Make This: Montana Mex Coal Roasted Yams & Sweet Potatoes with Jalapeno Chimichurri, Crème Fraiche and Pomegranate

Make This: Montana Mex Coal Roasted Yams & Sweet Potatoes with Jalapeno Chimichurri, Crème Fraiche and Pomegranate

Serves 6

Ingredients
1 lg yam
1 lg sweet potato
½ cup Pomegranate jewels

Chimichurri
¼ cup parsley, rough chopped
2 sprigs oregano, picked
1/3 cup extra virgin Montana Mex Avocado oil
½ lemon juiced
2 garlic teeth
2 Tablespoons fresh jalapeno chopped
3 Tablespoons warm water
Pinch of salt & cracked black pepper

Directions

Place Yam & Sweet Potato right up against your hot bed of coals. Occasionally rotate and flip sides for 60-90 min until cooked through. This become an easy background task while the other foods on your grill cook.

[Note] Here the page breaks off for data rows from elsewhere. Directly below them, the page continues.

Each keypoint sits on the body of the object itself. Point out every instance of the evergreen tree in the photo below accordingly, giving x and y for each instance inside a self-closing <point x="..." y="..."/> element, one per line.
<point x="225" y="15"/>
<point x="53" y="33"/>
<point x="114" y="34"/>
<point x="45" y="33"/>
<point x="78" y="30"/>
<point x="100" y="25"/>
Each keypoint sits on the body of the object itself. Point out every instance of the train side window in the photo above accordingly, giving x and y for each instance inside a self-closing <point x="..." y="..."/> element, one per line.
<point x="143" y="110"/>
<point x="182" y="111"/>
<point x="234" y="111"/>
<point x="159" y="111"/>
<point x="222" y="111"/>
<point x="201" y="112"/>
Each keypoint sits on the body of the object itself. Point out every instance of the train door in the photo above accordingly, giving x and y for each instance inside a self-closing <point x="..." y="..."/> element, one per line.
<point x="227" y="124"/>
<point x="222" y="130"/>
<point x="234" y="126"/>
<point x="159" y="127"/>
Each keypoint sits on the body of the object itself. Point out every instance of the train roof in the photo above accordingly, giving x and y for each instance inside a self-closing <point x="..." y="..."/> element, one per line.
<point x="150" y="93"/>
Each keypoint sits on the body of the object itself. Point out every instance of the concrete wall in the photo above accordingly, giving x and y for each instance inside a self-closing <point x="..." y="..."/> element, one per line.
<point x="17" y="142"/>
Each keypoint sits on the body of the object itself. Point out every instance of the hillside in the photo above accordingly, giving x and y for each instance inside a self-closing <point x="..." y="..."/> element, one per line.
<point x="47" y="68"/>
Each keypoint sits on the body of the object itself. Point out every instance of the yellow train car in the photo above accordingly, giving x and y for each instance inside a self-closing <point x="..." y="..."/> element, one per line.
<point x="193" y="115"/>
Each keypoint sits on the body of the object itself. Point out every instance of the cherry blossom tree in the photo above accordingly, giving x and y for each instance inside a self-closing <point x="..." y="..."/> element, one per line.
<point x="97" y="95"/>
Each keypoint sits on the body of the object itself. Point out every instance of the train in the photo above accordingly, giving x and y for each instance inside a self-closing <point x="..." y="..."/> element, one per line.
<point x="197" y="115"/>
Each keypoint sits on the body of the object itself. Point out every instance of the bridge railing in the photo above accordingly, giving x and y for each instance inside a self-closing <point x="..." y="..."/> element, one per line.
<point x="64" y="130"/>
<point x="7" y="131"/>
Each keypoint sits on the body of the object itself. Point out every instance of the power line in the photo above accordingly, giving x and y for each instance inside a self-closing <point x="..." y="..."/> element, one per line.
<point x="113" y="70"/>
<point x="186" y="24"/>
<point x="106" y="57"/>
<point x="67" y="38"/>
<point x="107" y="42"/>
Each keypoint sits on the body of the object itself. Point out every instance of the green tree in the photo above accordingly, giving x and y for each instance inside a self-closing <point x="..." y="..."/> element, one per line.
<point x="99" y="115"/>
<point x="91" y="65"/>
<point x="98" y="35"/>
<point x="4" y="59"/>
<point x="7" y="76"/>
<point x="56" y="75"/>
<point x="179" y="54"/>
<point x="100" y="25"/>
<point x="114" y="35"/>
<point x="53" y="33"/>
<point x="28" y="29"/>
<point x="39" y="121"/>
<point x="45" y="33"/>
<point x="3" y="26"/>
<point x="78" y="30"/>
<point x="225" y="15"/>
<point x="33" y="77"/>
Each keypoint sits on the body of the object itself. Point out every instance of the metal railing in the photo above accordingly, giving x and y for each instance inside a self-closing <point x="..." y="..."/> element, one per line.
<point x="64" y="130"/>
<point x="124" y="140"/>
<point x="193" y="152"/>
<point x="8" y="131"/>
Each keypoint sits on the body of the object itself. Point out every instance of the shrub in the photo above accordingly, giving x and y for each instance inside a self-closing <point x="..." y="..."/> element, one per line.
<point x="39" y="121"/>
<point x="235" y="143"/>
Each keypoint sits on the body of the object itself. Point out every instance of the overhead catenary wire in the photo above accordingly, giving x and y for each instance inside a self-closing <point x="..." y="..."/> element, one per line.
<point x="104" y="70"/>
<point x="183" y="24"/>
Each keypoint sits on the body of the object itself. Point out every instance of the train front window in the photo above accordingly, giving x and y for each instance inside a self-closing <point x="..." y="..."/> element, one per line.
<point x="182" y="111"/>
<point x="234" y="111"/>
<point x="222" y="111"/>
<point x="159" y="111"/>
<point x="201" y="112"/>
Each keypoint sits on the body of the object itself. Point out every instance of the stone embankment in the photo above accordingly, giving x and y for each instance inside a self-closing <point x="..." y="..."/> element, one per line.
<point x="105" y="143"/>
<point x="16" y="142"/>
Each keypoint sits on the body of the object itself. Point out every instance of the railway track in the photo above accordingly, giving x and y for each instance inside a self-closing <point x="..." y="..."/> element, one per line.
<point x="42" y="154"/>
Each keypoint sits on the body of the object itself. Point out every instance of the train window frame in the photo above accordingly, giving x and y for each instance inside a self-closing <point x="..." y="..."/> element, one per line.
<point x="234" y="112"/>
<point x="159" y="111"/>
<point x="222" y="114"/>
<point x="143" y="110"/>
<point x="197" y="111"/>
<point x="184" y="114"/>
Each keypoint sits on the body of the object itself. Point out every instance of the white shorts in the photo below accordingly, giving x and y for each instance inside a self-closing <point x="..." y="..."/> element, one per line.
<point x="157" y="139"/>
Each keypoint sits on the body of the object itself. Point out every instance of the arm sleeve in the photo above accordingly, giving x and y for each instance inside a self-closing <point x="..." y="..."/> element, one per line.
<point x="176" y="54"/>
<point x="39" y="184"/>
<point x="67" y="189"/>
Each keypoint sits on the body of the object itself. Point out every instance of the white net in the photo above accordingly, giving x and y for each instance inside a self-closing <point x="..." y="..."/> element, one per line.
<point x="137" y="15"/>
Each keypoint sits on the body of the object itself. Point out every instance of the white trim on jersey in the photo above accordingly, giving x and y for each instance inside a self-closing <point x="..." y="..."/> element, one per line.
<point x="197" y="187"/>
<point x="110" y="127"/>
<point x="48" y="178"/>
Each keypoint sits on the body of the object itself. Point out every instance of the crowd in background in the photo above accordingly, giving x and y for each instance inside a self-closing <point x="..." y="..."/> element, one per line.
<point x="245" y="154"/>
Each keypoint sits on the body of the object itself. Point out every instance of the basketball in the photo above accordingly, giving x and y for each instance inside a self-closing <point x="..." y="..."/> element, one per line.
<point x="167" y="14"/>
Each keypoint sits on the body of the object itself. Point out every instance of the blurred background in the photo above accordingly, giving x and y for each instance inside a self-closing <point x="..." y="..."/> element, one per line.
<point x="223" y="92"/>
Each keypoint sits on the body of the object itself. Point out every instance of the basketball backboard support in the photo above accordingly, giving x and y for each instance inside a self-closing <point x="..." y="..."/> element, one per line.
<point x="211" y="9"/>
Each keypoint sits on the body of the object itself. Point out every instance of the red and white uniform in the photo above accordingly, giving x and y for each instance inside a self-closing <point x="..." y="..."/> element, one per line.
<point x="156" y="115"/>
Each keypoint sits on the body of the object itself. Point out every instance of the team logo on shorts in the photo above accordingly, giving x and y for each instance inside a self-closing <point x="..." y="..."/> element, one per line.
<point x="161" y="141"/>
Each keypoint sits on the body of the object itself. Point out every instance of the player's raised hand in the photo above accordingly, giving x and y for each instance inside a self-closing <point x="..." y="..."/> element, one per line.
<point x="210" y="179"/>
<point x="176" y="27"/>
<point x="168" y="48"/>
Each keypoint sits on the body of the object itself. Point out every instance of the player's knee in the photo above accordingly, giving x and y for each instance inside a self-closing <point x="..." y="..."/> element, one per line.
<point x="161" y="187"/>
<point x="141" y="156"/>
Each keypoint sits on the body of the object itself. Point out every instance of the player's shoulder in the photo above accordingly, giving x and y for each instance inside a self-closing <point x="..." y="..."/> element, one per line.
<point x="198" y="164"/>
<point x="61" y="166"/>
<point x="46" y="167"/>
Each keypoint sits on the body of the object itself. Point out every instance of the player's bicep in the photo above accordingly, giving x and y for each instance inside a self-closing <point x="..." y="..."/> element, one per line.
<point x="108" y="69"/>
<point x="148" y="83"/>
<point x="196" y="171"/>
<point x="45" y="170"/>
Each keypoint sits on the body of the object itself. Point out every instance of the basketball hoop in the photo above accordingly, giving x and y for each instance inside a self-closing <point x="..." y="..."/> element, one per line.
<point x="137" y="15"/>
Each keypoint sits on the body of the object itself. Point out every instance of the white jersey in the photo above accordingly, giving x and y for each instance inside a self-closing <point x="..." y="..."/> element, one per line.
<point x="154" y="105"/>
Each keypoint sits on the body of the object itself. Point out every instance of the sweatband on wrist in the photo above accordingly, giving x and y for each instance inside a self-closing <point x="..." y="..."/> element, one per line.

For the Chimichurri, in a food processor add all ingredients and blend on high speed until smooth and creamy. Check seasoning and adjust to further suit your taste.

I like to serve this family style. Slice and arrange the roasted Yam and Sweet Potato on a platter. Drizzle with Crème Fraiche and Chimichurri and then top with Pomegranate.